Catcher in the Rye (J.D. Salinger)
Ah, Holden. How nice to meet up with you again. It’s always an eye-opener to become reacquainted with you, with adolescence, with my teenage self, with the part of all of us that will never grow up and wants to curse at the “goddamn” world. Who wants to break all the windows and smoke all the cigarettes and watch the kids go ’round and ’round on the carousel. I find something new whenever I return to Holden. This time it is the repetition that strikes me. How Salinger crafts these redundant thoughts with such purpose. The technique makes Holden’s voice both smart and young–he is struggling to find the words to elaborate on a thought but comes up dry. So he then repeats himself and asks the reader to make the leap he is too inarticulate to pin down exactly, sometimes with a direct question to the audience. Plus, all the slang that is heavy with meaning–”That kills me,” “That knocks me out,” “It’s kinda funny,” “all those phonies.” And here it is from Holden himself:
“That’s the whole trouble. You can’t ever find a place that’s nice and peaceful, because there isn’t any. You may think there is, but once you get there, when you’re not looking, somebody’ll sneak up and write “Fuck you” right under your nose. Try it sometime. I think, even, if I ever die, and they stick me in a cemetery, and I have a tombstone and all, it’ll say “Holden Caulfield” on it, and then what year I was born and what year I died, and then right under that it’ll say “Fuck you.” I’m positive, in fact.”

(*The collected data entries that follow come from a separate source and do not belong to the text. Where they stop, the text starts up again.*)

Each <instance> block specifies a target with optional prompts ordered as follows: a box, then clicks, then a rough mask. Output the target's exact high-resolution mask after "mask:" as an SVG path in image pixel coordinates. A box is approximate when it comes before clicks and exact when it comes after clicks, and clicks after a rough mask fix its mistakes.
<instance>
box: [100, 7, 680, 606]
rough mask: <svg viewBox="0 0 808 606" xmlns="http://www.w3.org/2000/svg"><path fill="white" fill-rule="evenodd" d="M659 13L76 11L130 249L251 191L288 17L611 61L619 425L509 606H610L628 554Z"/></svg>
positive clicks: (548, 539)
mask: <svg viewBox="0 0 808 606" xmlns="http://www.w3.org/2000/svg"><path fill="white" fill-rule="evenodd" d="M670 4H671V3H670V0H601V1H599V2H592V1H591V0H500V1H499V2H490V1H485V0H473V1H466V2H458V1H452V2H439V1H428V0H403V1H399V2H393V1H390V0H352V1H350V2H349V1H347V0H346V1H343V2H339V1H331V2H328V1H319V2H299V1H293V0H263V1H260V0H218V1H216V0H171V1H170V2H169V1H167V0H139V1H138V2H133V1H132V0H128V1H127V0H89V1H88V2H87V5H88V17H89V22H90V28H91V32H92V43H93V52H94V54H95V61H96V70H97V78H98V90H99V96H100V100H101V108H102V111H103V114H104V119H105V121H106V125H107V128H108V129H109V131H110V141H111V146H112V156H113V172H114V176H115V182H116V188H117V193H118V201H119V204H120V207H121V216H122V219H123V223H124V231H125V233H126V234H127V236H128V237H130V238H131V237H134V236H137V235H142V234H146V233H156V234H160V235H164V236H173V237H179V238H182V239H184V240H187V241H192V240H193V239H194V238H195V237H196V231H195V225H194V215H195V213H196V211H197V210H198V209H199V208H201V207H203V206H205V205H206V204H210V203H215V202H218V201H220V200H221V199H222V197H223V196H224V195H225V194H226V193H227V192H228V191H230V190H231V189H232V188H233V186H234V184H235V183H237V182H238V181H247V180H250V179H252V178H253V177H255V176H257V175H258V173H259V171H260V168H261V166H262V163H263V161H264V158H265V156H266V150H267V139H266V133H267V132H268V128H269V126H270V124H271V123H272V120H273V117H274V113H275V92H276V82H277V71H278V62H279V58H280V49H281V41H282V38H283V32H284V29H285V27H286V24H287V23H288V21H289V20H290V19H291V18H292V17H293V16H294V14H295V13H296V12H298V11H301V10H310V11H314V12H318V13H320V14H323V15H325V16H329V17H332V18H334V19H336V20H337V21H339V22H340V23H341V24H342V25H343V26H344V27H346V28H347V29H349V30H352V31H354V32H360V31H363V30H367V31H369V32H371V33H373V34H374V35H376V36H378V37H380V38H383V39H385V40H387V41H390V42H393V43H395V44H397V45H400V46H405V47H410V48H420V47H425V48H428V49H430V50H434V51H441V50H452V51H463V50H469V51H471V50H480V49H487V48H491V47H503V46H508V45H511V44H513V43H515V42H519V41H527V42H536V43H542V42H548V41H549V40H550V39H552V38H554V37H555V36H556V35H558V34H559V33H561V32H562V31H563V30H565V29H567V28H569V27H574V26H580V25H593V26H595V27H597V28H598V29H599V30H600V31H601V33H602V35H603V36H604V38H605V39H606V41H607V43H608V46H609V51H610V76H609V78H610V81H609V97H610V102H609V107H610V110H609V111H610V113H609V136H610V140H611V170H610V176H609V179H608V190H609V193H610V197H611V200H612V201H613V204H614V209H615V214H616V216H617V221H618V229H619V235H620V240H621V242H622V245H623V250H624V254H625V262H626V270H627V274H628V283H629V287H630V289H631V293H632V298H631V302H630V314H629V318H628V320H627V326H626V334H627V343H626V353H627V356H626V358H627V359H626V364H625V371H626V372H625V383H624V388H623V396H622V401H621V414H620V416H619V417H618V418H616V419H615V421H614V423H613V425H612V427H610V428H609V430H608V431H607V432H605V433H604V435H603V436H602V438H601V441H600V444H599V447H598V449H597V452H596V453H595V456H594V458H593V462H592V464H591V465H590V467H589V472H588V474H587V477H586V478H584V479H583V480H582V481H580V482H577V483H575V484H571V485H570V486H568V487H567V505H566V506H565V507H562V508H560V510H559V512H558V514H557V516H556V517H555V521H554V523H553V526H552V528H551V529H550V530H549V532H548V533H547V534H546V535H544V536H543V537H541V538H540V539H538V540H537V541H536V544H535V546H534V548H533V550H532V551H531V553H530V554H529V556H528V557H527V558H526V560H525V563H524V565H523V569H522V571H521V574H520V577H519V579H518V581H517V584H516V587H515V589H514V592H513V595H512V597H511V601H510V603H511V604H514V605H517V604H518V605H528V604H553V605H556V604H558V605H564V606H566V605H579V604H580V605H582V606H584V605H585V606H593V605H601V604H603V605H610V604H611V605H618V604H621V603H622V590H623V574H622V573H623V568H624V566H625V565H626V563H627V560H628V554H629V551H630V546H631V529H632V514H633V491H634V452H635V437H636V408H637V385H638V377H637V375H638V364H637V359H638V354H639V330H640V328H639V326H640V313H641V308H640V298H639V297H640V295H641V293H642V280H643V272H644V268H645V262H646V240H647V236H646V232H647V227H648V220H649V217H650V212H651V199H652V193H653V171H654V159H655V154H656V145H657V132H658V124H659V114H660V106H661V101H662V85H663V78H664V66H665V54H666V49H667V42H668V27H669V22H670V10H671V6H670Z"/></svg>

Well, in a way I hope there is a day when I don’t relate to Holden. When I have a plan and don’t feel like the weight of my purpose (What’s your purpose? What do you want to be? Why can’t you apply yourself?) like an anvil tied to the cuff of my pants. When I don’t feel like just taking off into the distance with a single suitcase and hitch a ride into transparency. Here’s a good plan. “Just so people didn’t know me and I didn’t know anybody. I thought what I’d do was, I’d pretend to be one of those deaf-mutes. If anybody wanted to tell me something, they’d have to write it down on a piece of paper and shove it over to me. They’d get bored as hell doing that after a while, and then I’d be through with having conversations for the rest of my life.”
Such a pleasure to reread a good book. And, well, I need to get to library.
Rating: 5 out of 5 stars = Buy the hard cover (Ha! As if Catcher in the Rye could be anything but a paperback!)